The Link Between Substance Use and Eating Disorders
Eating disorders are an understudied yet perilous mental health issue, causing more deaths per case than any other set of mental health conditions. Therefore, teaching good nutritional healing habits is crucial when treating a case of substance use disorder rooted or related to the diagnosis of eating disorders, such as:
These are complex mental health conditions that require both medical and psychological attention to treat. Addiction can complicate things further, and a team of specialists is usually needed to develop a patient-specific treatment plan that helps address their patient’s physical and mental needs, help introduce healthier eating and behavioral habits, and ensure the development of a strong support network around the patient to build on their long-term health.
Even so, nutrition is often just one part of a much bigger treatment plan. In such cases, nutritional healing advice takes time to introduce and internalize. Thus, overwhelming a teen patient with food advice can be counterproductive, especially when they are mentally susceptible to taking certain guidelines too far or misinterpreting flexible dietary suggestions as hardline rules.
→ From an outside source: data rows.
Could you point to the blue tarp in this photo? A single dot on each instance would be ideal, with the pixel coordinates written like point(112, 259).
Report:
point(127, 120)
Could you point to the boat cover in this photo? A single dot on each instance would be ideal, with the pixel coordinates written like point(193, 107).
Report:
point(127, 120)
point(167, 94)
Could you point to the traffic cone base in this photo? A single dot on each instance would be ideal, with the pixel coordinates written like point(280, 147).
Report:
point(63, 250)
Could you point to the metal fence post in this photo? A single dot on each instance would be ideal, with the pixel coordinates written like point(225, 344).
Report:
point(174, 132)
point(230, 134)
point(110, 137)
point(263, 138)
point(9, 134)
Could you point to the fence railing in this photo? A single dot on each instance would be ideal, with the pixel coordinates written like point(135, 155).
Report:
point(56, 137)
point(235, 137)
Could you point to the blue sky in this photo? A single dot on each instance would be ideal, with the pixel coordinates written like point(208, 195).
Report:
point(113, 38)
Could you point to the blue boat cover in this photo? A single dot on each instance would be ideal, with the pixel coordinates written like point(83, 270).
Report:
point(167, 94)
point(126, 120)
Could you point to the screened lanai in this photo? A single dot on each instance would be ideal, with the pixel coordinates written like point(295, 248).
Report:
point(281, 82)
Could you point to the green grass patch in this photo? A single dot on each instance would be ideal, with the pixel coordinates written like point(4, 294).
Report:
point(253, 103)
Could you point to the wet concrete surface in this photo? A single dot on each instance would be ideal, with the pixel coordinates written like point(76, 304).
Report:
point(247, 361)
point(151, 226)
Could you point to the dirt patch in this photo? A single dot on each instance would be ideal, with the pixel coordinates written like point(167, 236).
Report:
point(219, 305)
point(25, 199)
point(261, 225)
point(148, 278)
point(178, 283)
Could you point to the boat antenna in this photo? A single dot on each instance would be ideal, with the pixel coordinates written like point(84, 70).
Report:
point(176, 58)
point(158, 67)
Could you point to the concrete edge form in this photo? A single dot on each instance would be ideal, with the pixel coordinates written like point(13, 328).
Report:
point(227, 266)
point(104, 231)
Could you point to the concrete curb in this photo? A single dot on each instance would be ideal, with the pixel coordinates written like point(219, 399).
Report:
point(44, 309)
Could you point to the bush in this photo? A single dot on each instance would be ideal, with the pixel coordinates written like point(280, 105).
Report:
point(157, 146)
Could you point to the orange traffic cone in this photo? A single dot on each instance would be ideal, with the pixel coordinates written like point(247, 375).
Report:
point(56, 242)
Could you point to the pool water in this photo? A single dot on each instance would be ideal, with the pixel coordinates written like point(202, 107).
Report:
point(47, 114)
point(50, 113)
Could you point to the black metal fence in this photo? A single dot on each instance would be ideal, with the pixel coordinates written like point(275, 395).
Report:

What Constitutes Proper Nutrition?
One of the hardest things about introducing and teaching teens good nutritional healing habits is that everybody has different needs when it comes to food. In addition, there are genetic differences in how we process and react to certain foods. So, while it is helpful to understand concepts such as calories in and calories out for healthy weight management, there is much more to having a complete understanding of good nutrition.
In general, teens will be given healthy, balanced meals to help them recover strength, both physically and mentally, throughout the treatment process. In addition, many recovery programs will also cover nutrition to help give teens an idea of the importance of food in their overall well-being. Most nutritional lessons won’t focus on the pros and cons of a vegan diet versus a paleo diet or whether you should go low-carb to lose weight.
Instead, some of the basics in helping teens achieve good nutritional healing habits throughout and after recovery include consistent mealtimes, learning to choose healthier ingredients, cooking basics, and even cooking healthy on a budget. Most teens aren’t financially independent and will likely rely on their parents or siblings to help put food on the table – so, sometimes, it’s important to involve the family in nutritional healing lessons.
This can mean prioritizing filling foods (high in protein or fiber) and nutrition-dense foods (so-called “superfoods,” which provide a variety of minerals and vitamins per portion), cutting down on snacking, substituting high-calorie snack options for cheap and healthy alternatives, learning about (and internalizing) healthy portion sizes, and more.
Teens with special nutritional healing needs might need to work with a nutritionist to figure out what foods to avoid for better overall health and incorporate nutritious alternatives that don’t break the bank. After all, we are what we eat – and good nutritional habits are a cornerstone of physical and mental health during addiction recovery.